There are 3 keypoints that needs to be understand about this data:
- Templates: The documents appear in seven distinct template variations.
- Transcribed Data: The employer had transcribed only 25% of the total images into a CSV file.
- Fields of information: Seven specific fields need to be extracted from each document.
Labelling the data
For labeling the images, I opted to use Label Studio software. This tool allowed me to simply mark the selected text and input the transcribed information in COCO format, which could later be used for model training.
Models
To tackle this challenge, I initially explored pre-built solutions. However, due to the complexity of the handwriting, these proved inadequate. Consequently, I opted for an alternative approach, dividing the problem into two main tasks: detecting the text fields and applying OCR to the detected regions.
Object Detection
For this task, I opted for the well-known Ultralytics library. While it offers limited customization options, it proved efficient for this project with minimal overhead, thanks to its pre-built YOLO models.

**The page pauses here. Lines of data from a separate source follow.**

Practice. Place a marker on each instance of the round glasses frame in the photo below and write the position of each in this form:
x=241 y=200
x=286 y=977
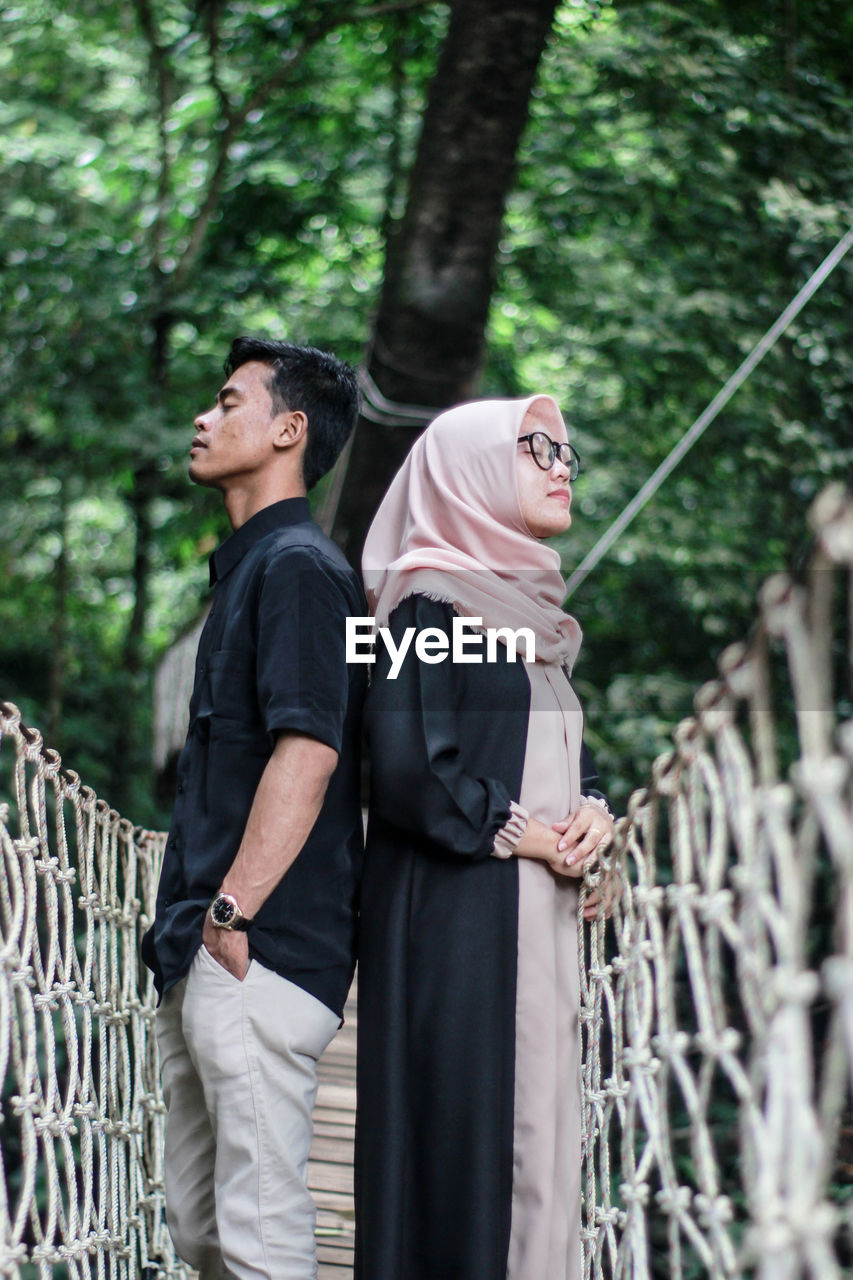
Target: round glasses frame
x=544 y=451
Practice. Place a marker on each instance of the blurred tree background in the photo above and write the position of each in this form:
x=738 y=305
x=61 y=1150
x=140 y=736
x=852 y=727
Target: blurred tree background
x=177 y=173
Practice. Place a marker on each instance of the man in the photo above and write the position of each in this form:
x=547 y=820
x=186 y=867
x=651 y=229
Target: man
x=252 y=938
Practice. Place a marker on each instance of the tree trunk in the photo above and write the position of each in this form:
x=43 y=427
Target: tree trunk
x=439 y=270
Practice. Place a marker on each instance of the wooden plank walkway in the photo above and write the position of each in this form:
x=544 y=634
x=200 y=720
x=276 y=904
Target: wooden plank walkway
x=331 y=1164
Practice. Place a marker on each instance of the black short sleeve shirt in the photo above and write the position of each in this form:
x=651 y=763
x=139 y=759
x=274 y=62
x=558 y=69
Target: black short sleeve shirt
x=272 y=659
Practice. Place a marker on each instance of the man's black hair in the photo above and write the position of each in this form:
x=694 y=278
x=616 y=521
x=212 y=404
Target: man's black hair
x=302 y=378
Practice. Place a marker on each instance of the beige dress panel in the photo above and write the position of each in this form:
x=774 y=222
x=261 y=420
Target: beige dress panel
x=544 y=1238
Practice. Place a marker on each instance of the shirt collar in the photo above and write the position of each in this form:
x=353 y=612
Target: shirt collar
x=290 y=511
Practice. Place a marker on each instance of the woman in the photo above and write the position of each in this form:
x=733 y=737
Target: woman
x=468 y=1157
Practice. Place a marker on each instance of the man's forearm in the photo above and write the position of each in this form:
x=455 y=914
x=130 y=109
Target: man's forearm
x=286 y=807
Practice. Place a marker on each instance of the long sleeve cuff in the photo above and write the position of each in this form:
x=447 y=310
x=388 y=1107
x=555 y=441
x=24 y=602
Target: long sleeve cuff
x=511 y=832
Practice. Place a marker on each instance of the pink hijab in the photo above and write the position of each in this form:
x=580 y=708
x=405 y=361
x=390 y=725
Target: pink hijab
x=451 y=528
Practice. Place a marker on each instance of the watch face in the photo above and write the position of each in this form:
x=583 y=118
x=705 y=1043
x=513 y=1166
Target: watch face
x=223 y=910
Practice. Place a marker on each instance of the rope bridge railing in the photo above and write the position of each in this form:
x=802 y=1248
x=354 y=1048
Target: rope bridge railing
x=717 y=1004
x=81 y=1193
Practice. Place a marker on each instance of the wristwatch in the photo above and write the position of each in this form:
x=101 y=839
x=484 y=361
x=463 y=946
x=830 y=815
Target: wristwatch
x=226 y=914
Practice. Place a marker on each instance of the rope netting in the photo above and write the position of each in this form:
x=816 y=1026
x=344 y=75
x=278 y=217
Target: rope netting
x=717 y=1002
x=81 y=1193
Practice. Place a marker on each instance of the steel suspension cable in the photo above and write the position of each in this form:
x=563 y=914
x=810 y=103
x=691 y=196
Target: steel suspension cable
x=708 y=414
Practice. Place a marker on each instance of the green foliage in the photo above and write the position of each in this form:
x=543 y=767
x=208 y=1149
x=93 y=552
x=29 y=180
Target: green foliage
x=178 y=173
x=685 y=169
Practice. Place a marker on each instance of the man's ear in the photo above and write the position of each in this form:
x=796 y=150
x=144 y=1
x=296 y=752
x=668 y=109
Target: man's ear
x=291 y=428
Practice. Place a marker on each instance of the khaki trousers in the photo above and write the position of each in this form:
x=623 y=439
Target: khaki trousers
x=238 y=1065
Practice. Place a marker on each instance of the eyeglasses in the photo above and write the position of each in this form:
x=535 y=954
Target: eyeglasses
x=544 y=451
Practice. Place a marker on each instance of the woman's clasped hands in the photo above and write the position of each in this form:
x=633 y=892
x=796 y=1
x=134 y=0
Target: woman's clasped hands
x=582 y=836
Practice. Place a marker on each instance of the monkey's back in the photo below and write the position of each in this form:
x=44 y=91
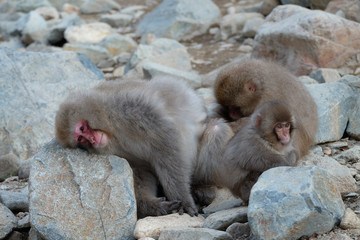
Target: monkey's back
x=155 y=112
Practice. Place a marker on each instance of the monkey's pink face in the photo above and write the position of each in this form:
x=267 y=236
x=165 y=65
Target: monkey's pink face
x=282 y=131
x=85 y=136
x=234 y=112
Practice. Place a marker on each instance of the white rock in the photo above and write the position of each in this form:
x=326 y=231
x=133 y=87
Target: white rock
x=91 y=33
x=152 y=226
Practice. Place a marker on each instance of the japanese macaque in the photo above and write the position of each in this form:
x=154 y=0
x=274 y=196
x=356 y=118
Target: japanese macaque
x=211 y=148
x=241 y=88
x=266 y=141
x=156 y=125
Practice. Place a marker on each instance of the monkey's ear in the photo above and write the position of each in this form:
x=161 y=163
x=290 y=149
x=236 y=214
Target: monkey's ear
x=250 y=86
x=258 y=120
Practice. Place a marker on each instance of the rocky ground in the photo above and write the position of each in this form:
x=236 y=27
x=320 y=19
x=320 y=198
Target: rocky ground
x=223 y=42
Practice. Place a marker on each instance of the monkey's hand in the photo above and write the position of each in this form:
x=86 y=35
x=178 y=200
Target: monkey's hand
x=191 y=210
x=163 y=207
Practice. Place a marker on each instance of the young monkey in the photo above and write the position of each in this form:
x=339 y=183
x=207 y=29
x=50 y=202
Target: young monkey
x=266 y=141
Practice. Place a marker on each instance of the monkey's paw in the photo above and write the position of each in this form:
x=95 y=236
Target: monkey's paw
x=191 y=210
x=163 y=207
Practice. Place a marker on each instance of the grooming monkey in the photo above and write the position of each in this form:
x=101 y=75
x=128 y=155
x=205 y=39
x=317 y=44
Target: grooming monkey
x=265 y=141
x=241 y=88
x=155 y=125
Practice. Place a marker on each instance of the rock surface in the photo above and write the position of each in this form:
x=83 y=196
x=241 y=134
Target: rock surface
x=179 y=19
x=27 y=110
x=307 y=193
x=7 y=221
x=282 y=36
x=152 y=226
x=75 y=195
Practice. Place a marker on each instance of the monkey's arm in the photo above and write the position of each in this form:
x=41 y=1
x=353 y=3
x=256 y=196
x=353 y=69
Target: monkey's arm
x=147 y=201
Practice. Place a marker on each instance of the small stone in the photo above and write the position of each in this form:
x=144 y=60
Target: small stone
x=239 y=230
x=327 y=151
x=350 y=220
x=223 y=219
x=91 y=33
x=70 y=9
x=193 y=233
x=48 y=13
x=119 y=71
x=152 y=226
x=9 y=165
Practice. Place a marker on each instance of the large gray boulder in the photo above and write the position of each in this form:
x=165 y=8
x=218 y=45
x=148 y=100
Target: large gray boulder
x=32 y=85
x=179 y=19
x=337 y=108
x=76 y=195
x=304 y=40
x=291 y=202
x=7 y=221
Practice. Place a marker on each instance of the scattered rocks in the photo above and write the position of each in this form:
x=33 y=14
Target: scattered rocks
x=223 y=219
x=193 y=233
x=341 y=175
x=350 y=220
x=90 y=33
x=336 y=102
x=325 y=75
x=152 y=226
x=9 y=164
x=15 y=200
x=190 y=40
x=179 y=19
x=308 y=194
x=7 y=220
x=27 y=110
x=239 y=230
x=77 y=195
x=291 y=31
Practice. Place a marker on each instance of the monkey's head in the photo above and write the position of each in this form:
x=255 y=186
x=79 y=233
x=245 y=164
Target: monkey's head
x=77 y=124
x=275 y=123
x=238 y=90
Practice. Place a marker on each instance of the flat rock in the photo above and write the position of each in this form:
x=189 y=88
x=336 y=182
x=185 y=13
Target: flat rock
x=7 y=221
x=179 y=19
x=76 y=195
x=291 y=202
x=15 y=200
x=223 y=219
x=193 y=233
x=89 y=33
x=31 y=91
x=336 y=102
x=341 y=174
x=302 y=41
x=152 y=226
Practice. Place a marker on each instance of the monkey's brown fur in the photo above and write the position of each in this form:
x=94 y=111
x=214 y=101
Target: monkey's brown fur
x=256 y=148
x=253 y=81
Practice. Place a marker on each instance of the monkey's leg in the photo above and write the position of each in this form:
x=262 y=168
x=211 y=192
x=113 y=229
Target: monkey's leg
x=175 y=180
x=147 y=201
x=246 y=186
x=203 y=194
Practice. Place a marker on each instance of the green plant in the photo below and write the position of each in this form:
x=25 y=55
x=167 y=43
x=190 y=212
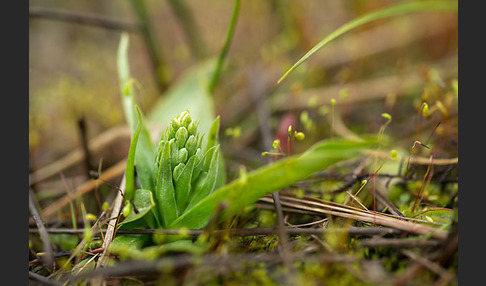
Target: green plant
x=182 y=186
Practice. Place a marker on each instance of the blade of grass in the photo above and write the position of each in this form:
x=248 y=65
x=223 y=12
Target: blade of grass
x=130 y=169
x=144 y=154
x=248 y=189
x=224 y=50
x=400 y=9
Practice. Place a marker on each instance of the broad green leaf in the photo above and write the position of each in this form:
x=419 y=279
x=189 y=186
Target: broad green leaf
x=183 y=184
x=248 y=189
x=130 y=169
x=189 y=92
x=400 y=9
x=144 y=154
x=144 y=202
x=164 y=192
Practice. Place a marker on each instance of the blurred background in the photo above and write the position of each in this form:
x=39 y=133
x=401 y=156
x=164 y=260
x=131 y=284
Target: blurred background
x=391 y=65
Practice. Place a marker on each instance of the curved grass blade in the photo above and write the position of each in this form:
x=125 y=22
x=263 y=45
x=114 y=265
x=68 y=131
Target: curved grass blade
x=248 y=189
x=130 y=169
x=224 y=50
x=400 y=9
x=144 y=154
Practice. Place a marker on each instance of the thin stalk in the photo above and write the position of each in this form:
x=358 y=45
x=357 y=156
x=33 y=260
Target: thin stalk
x=393 y=11
x=46 y=241
x=224 y=50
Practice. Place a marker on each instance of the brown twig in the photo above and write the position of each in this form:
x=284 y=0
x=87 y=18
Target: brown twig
x=86 y=187
x=363 y=231
x=82 y=18
x=398 y=243
x=42 y=279
x=46 y=241
x=96 y=144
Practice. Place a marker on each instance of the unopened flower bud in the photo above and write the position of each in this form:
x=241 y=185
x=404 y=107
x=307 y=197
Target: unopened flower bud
x=186 y=119
x=192 y=127
x=191 y=145
x=181 y=137
x=178 y=170
x=183 y=155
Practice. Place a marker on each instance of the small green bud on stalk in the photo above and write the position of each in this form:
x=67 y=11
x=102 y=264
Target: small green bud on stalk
x=190 y=176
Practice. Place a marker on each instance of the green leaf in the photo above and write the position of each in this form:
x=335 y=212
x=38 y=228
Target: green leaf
x=400 y=9
x=144 y=154
x=190 y=93
x=130 y=169
x=207 y=187
x=247 y=190
x=183 y=184
x=164 y=193
x=144 y=202
x=213 y=134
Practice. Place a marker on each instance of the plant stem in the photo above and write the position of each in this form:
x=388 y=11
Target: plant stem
x=224 y=50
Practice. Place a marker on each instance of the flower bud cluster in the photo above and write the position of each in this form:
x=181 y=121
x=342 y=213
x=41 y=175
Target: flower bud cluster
x=189 y=164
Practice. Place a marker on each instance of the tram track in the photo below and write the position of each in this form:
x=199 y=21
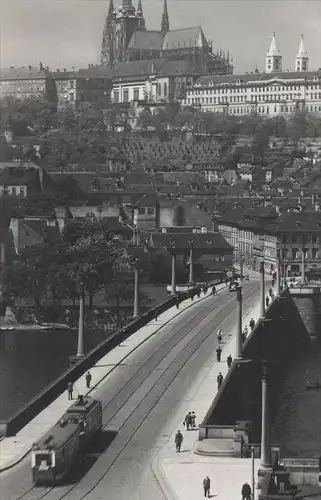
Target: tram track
x=179 y=348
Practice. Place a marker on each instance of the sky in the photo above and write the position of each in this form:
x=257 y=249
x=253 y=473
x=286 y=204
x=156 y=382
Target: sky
x=67 y=33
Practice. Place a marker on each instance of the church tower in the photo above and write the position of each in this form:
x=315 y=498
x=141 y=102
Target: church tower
x=141 y=24
x=302 y=59
x=165 y=19
x=273 y=59
x=107 y=46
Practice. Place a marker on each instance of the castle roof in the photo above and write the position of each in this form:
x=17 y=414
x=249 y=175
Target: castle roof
x=188 y=37
x=146 y=40
x=24 y=73
x=259 y=77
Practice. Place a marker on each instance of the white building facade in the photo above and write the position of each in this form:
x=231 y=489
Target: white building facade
x=271 y=93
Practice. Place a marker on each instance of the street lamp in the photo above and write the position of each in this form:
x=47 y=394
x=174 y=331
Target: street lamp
x=238 y=353
x=173 y=284
x=136 y=290
x=80 y=345
x=191 y=270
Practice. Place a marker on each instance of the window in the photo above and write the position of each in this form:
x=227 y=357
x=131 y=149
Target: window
x=136 y=94
x=165 y=89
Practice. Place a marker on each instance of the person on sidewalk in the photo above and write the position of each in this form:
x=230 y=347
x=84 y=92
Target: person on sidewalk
x=88 y=379
x=219 y=380
x=246 y=492
x=188 y=420
x=207 y=486
x=178 y=441
x=70 y=389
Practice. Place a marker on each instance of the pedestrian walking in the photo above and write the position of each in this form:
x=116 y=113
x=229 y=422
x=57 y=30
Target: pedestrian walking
x=70 y=389
x=88 y=379
x=178 y=441
x=188 y=420
x=246 y=492
x=207 y=487
x=219 y=380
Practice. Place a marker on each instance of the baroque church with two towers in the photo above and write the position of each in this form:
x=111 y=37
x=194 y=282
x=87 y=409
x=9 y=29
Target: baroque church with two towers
x=126 y=39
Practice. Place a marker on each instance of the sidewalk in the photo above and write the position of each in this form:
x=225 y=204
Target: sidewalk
x=14 y=449
x=181 y=476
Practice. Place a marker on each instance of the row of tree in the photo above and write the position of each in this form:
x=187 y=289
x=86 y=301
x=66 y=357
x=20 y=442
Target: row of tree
x=52 y=272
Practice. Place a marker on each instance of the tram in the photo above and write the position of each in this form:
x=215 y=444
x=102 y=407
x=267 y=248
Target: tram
x=61 y=447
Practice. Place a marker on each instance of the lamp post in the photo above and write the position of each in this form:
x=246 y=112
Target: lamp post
x=238 y=353
x=266 y=459
x=173 y=285
x=278 y=272
x=262 y=290
x=191 y=270
x=253 y=473
x=136 y=290
x=80 y=344
x=303 y=266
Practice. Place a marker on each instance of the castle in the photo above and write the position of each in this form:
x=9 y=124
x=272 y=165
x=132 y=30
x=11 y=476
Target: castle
x=126 y=39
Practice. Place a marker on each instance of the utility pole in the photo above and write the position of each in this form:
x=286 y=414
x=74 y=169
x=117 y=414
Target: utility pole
x=238 y=353
x=173 y=285
x=191 y=270
x=136 y=290
x=266 y=459
x=278 y=273
x=80 y=345
x=262 y=290
x=303 y=266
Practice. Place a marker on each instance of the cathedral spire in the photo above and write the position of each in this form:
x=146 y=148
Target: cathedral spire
x=165 y=19
x=302 y=59
x=107 y=47
x=273 y=59
x=141 y=24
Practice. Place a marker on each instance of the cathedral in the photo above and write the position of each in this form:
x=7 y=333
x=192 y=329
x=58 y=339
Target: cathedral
x=126 y=39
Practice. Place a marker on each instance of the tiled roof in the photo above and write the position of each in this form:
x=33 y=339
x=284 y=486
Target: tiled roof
x=18 y=177
x=146 y=40
x=207 y=241
x=258 y=77
x=187 y=37
x=24 y=73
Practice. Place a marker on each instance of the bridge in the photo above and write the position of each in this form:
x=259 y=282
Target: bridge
x=150 y=381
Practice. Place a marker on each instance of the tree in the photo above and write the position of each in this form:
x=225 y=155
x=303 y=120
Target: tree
x=145 y=118
x=93 y=256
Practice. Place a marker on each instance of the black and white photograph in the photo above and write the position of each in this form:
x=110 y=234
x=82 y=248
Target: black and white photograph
x=160 y=249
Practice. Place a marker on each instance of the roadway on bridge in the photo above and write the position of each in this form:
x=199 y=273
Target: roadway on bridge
x=139 y=401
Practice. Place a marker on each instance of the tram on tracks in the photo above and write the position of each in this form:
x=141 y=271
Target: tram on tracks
x=60 y=448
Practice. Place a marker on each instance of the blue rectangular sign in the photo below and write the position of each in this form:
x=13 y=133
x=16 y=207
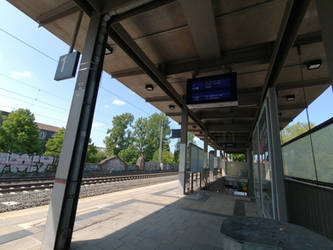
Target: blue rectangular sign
x=212 y=89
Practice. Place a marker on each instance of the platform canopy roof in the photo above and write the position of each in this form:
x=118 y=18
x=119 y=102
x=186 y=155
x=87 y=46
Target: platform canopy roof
x=165 y=42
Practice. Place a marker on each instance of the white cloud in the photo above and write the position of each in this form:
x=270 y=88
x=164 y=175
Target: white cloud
x=196 y=139
x=16 y=74
x=97 y=124
x=118 y=102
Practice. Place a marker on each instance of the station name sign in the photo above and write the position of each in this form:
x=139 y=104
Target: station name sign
x=212 y=91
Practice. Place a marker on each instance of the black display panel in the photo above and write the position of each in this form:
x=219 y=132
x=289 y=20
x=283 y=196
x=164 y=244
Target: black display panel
x=212 y=89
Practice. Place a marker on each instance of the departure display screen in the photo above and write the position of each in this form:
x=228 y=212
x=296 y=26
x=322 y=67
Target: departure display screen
x=213 y=89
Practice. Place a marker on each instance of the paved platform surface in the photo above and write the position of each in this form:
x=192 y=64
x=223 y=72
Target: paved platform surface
x=152 y=217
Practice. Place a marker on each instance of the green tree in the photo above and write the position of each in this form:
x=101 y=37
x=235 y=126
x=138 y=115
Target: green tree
x=140 y=135
x=100 y=156
x=190 y=139
x=53 y=145
x=238 y=157
x=129 y=155
x=19 y=133
x=91 y=153
x=120 y=136
x=154 y=124
x=166 y=157
x=295 y=130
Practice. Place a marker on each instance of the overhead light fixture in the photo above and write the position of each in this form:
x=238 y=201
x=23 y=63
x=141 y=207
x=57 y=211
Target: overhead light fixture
x=314 y=64
x=290 y=98
x=149 y=87
x=108 y=49
x=172 y=107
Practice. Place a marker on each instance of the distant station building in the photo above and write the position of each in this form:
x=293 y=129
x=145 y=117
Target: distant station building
x=112 y=163
x=46 y=131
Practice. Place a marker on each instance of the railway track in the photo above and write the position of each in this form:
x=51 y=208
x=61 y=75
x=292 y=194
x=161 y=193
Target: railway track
x=28 y=186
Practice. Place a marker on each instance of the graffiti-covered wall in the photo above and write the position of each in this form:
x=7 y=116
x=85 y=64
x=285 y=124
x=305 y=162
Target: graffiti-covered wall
x=23 y=163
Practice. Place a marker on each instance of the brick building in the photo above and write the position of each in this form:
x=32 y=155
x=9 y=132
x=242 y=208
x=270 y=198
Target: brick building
x=46 y=131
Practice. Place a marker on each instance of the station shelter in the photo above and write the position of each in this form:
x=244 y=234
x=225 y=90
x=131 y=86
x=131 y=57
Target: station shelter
x=234 y=73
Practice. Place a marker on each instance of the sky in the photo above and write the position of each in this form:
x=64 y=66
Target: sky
x=26 y=81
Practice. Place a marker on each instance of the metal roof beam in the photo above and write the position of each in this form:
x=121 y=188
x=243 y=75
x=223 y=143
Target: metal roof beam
x=291 y=106
x=260 y=53
x=228 y=128
x=123 y=39
x=291 y=21
x=201 y=20
x=302 y=84
x=58 y=12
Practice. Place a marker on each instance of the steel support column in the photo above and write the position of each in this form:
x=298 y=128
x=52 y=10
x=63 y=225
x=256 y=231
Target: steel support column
x=66 y=189
x=183 y=152
x=249 y=162
x=324 y=8
x=205 y=166
x=276 y=157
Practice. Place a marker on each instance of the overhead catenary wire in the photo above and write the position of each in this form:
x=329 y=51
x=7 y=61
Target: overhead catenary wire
x=29 y=97
x=39 y=89
x=122 y=99
x=28 y=45
x=31 y=86
x=52 y=118
x=54 y=60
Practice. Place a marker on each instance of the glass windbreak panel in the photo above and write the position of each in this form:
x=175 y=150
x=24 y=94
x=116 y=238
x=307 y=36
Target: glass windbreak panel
x=211 y=161
x=297 y=127
x=297 y=159
x=320 y=110
x=322 y=141
x=256 y=177
x=265 y=168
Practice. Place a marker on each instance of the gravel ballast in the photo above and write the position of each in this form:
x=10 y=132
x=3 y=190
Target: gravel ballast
x=26 y=199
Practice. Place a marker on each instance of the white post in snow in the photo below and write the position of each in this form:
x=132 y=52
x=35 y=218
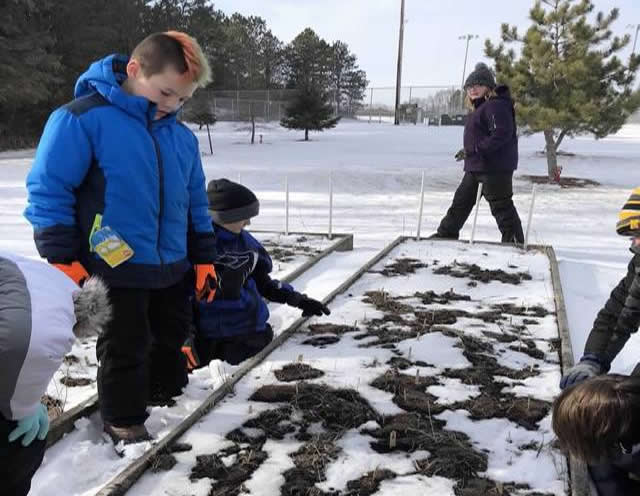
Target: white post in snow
x=420 y=208
x=533 y=201
x=331 y=205
x=475 y=216
x=286 y=205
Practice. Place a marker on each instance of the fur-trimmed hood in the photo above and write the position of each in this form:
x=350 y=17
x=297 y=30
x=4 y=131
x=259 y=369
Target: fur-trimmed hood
x=92 y=308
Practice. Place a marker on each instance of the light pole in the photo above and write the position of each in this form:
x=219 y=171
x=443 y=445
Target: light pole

I decided to use the YOLOv8 model, starting with the most basic version to evaluate its performance. The small model achieved impressive accuracy across all template variations, eliminating the need for a larger, more complex model.
OCR Model
For the OCR model, I selected a transformer-based approach, as simpler solutions proved inadequate. I opted for the well-known TrOCR model, which has been pre-trained on open-source datasets, allowing for a more efficient fine-tuning process.
Initially, the accuracy fell short of expectations, necessitating the labeling of additional images. I repeated this cycle of fine-tuning and evaluation until the agreed-upon performance criteria were met.
Outcomes
94%
Accuracy of the OCR model
98%
Accuracy of the object detection model